Google is working on a small but useful change in Chrome that could make setting it as your default browser a lot less confusing on Windows.
Right now, clicking Make default in Chrome doesn’t actually finish the job. Instead, Windows opens its Settings app and expects you to change the default browser yourself. If you’ve done it before, you know it isn’t exactly obvious, and it’s easy to back out without completing the process.
Google seems to be trying to fix that.
The company is testing a feature called Visual Guided Setter, which appears on the chrome://default-browser page. Instead of simply sending you to Windows Settings and leaving you on your own, Chrome guides you through the process and points you to the option you need to click. There’s also a fallback message in case the Settings page doesn’t load properly. Windows Report was the first to spot the feature while it was in testing.
While looking around Chrome’s experimental flags, I noticed something interesting. The flag tied to this feature, called Default Browser Setter Selection, doesn’t only mention Windows. It also includes Mac, Linux, and ChromeOS as supported platforms, each with an option to enable the same visual guide.
Naturally, I tried enabling it on my Mac to see what would happen. Nothing changed. The flag is there, but the feature doesn’t seem to be active yet. That suggests Google is thinking beyond Windows, even if the Windows version is the only one that’s currently taking shape.
It’s a somewhat surprising feature to see from a browser that already dominates the market. Still, Google has more reasons than ever to keep people from switching elsewhere.
Some users have grown frustrated with the company’s growing focus on AI, and rival browsers have been benefiting from that. Brave recently crossed 117 million monthly active users, while DuckDuckGo reported a sharp increase in US installs following Google’s AI Search changes.
Google has also been tightening its grip on the Chrome Web Store, recently giving extension developers until August 1 to address privacy-related issues or risk losing their featured placement.
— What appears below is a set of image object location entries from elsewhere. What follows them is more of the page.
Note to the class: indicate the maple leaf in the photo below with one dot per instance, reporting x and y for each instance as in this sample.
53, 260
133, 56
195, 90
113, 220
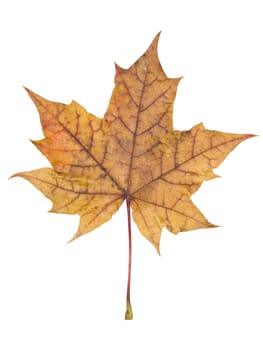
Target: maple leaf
132, 154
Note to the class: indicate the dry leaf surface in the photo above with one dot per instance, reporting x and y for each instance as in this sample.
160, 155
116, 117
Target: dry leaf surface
132, 153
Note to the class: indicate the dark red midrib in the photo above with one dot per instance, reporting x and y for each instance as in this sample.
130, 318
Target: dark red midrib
135, 130
83, 147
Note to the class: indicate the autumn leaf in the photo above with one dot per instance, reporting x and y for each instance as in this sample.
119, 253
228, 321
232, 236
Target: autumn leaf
133, 154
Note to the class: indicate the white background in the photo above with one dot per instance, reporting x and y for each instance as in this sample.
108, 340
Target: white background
205, 291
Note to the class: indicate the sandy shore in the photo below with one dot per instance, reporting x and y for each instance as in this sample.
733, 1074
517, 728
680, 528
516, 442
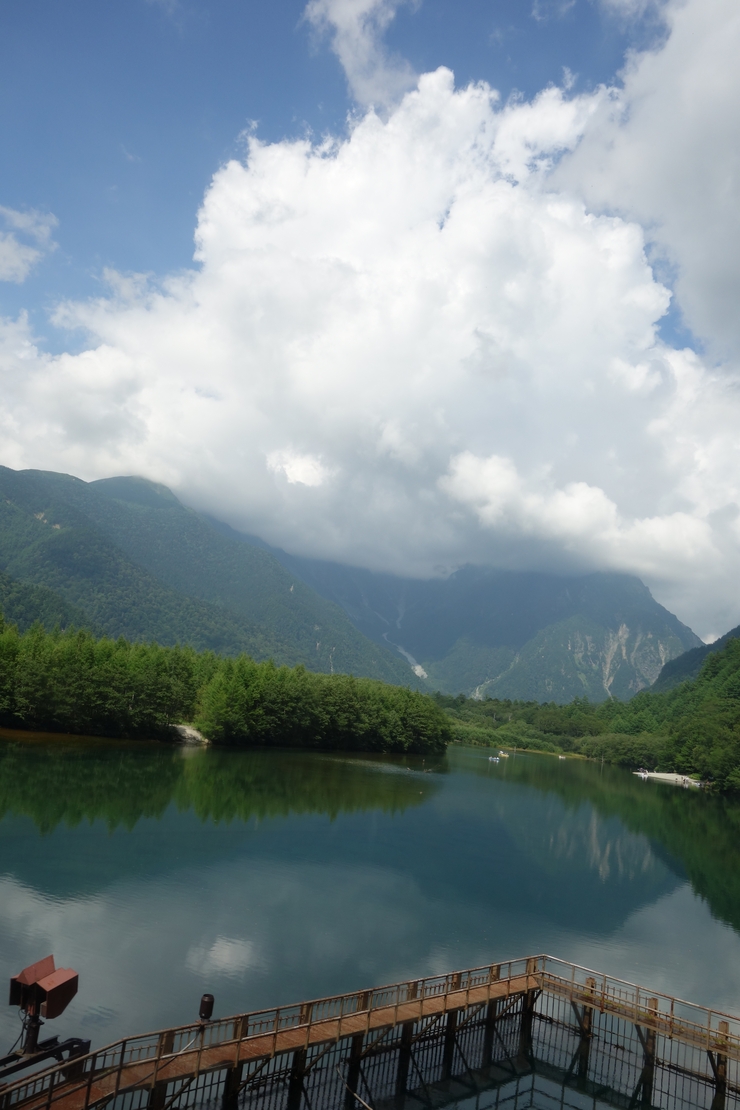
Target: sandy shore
668, 777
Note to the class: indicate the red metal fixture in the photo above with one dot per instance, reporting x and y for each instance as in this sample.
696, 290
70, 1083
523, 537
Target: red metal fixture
42, 990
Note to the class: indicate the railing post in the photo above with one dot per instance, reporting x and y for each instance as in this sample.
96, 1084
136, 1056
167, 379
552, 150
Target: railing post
649, 1050
448, 1051
295, 1083
159, 1092
492, 1017
404, 1060
586, 1025
525, 1029
353, 1070
233, 1079
719, 1067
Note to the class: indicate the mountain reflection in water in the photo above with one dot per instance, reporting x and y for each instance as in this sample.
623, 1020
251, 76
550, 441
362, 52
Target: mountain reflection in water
267, 877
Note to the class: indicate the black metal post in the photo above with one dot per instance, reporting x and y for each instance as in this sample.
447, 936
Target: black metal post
353, 1070
404, 1060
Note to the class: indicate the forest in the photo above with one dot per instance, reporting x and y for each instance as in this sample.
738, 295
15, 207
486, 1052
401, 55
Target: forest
72, 682
693, 728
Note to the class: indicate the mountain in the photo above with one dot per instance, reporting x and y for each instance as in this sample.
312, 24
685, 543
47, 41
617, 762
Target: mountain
24, 605
512, 634
123, 556
690, 663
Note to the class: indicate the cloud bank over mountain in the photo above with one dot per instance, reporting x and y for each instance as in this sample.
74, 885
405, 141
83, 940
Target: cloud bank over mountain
436, 339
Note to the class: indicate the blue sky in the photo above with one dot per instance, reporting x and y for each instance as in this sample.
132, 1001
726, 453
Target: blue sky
280, 259
117, 114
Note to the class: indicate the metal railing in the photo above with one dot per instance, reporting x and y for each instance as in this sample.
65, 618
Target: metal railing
144, 1061
703, 1028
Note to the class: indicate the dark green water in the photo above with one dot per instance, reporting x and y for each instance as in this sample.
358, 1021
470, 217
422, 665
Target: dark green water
270, 877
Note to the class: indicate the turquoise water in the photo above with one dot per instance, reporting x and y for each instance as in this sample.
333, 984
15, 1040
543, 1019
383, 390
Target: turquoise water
271, 877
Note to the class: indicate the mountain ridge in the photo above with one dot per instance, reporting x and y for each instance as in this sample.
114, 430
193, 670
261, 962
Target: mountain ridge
509, 634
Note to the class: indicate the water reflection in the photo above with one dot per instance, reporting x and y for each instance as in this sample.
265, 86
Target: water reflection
269, 877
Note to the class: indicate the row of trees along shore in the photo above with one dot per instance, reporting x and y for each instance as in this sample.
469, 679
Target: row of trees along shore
70, 682
692, 729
For now, Google hasn’t shared how this new guided experience will reach users. It could appear automatically when someone clicks Make default, or it might be introduced in another way in a future Chrome update, as speculated by Windows Report.
That part is still unclear, but the feature itself shows Google is willing to smooth out even the smallest hurdles when it comes to keeping Chrome as people’s browser of choice.